I'm committed to producing indices for my books, because one of the output media I target is print. Indices in print are of proven value, so I'm on the hook for them regardless. But I think they make sense even for electronic-only publication. The reason is that good indices reference not just text, but concepts. Fastware!, for example, is about how to write software that runs quickly, but there are lots of words that correspond to that idea: speed, efficiency, performance, scalability, responsiveness, latency, etc. If you're interested in reducing memory latency, and I happen to say something important in a passage where I'm discussing how to improve the hit rate of the instruction cache, you want the index entry under "latency" to point you to that passage (or, more accurately, I want the index entry under "latency" to point you to that passage), even if I somehow never manage to use the word "latency" in the passage.

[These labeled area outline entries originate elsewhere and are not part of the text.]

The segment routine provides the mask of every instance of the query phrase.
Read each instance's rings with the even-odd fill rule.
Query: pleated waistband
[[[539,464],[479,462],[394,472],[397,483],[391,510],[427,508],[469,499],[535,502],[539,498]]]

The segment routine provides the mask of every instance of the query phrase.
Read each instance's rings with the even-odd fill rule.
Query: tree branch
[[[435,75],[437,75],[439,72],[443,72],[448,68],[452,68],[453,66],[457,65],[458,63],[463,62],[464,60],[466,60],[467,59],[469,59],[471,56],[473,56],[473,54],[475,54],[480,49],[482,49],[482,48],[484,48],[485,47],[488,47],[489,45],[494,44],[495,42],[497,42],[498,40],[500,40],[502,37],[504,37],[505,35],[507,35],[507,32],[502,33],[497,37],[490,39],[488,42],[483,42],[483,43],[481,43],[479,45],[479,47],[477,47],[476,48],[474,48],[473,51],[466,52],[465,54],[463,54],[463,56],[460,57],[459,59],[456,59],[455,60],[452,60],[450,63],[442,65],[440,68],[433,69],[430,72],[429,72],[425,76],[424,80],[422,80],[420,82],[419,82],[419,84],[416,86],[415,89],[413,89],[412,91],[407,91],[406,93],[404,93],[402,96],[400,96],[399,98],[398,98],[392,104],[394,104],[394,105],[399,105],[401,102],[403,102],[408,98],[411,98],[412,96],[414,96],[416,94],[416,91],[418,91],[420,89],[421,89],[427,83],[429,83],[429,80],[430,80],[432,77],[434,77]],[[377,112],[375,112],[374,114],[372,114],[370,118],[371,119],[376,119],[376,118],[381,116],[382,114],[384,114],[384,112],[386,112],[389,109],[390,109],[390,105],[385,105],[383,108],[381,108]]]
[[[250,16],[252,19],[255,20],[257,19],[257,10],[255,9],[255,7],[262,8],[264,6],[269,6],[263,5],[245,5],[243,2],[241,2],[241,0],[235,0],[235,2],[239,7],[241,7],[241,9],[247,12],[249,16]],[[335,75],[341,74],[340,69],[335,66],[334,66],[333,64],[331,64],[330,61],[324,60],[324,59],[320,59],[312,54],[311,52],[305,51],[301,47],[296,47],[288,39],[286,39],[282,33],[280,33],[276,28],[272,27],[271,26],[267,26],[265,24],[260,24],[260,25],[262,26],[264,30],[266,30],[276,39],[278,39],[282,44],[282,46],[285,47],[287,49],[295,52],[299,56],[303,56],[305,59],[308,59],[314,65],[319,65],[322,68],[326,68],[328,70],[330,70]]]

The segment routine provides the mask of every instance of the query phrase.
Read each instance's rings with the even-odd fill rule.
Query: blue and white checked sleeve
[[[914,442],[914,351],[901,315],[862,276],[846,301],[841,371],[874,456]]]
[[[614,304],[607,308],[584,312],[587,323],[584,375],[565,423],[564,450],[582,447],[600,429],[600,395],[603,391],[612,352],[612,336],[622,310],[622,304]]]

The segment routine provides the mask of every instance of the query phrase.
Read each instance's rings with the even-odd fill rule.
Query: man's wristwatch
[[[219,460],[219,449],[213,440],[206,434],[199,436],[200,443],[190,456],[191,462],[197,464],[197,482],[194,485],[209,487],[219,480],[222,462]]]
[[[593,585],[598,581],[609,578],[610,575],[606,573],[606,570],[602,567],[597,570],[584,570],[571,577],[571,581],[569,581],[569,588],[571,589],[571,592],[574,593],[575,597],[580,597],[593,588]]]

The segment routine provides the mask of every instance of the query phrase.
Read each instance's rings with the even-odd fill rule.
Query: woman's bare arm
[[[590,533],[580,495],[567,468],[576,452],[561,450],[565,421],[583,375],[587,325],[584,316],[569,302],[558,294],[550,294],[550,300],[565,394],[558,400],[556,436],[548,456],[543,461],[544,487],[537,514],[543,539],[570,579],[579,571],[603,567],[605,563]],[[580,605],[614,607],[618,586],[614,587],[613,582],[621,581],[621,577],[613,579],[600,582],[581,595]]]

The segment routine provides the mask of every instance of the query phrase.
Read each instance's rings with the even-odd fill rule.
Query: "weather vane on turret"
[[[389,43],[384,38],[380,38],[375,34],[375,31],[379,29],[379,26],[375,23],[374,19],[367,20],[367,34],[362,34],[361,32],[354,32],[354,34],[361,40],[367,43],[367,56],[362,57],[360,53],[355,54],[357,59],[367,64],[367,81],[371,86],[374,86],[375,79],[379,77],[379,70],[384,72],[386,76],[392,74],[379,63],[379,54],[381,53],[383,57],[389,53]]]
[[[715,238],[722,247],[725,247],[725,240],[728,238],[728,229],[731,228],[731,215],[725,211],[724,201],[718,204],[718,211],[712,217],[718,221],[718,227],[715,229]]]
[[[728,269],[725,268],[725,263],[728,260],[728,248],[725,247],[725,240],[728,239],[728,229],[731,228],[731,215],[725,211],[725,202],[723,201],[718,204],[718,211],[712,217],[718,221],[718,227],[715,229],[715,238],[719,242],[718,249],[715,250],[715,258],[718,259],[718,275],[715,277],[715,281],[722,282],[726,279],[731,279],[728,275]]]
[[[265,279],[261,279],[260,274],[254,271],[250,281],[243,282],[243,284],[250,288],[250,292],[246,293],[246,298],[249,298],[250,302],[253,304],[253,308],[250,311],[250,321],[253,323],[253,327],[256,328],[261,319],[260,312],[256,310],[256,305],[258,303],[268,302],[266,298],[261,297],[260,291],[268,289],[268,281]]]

Many technical books have awful indices, a situation I attribute to the facts that (1) most indices are prepared by professional indexers, who typically have no understanding of the book's content -- they literally don't know what many of the nouns and verbs mean; (2) these indexers are paid unbelievably badly (typically only a few hundred dollars to index technical books of up to a thousand pages), so they have little incentive to do more than a cursory job; and (3) the quality of a book's index doesn't seem to affect sales, so there is no economic incentive to change the situation. My guess is that as ebooks become more common, indices will fall by the wayside, because it will be easy for authors and publishers to reason that textual searches obviate the need for separate indices, and given the sorry state of most indices, this will probably be true. I'm an old-fashioned guy, however, and I think that a good index improves the usability of a book, and I also believe that the whole point of a book is to serve the interests of its readers, so for the foreseeable future, I plan to produce indices for my books, even though index preparation is, to be honest, probably the single most unpleasant part of writing a book.

So I'm going to produce an index for Fastware!, and that takes me back to page numbers. In an earlier blog entry I worried about the problem of referring to page numbers in a book that may be published in multiple forms, hence have multiple sets of page numbers. Two people commented that the solution is simple: refer to something like section numbers or paragraph numbers instead of page numbers. This is clearly the correct approach, but think of what this means for an index. A single index entry often corresponds to multiple locations in the book, which is traditionally represented as a list of page numbers. If page numbers go away, and if we assume that locations in a book are represented in the form c.p, where c is the chapter number and p is the paragraph number within that chapter, we end with index entries that might look like this:
  containers, standard
C++ 4.3, 4.55, 5.18-22, 7.23
C# 4.4, 4.80-99, 7.65
Java 4.3, 4.60, 5.22-25
It looks a bit odd to me, but I can't think of a reason why there is anything wrong with it. Can you?

Of course, we could also use the form c:p, which would make references look somewhat biblical, hence possibly enhancing their appearance of authority :-)


Rob J Hyndman said...

I agree that indexing is required as well as searching for ebooks. One solution is to integrate the two: add index tags where required and have these entries appear at the top of the list when searching for that term.

George Reilly said...

The indexes in Knuth's books have always been a work of art in their own right.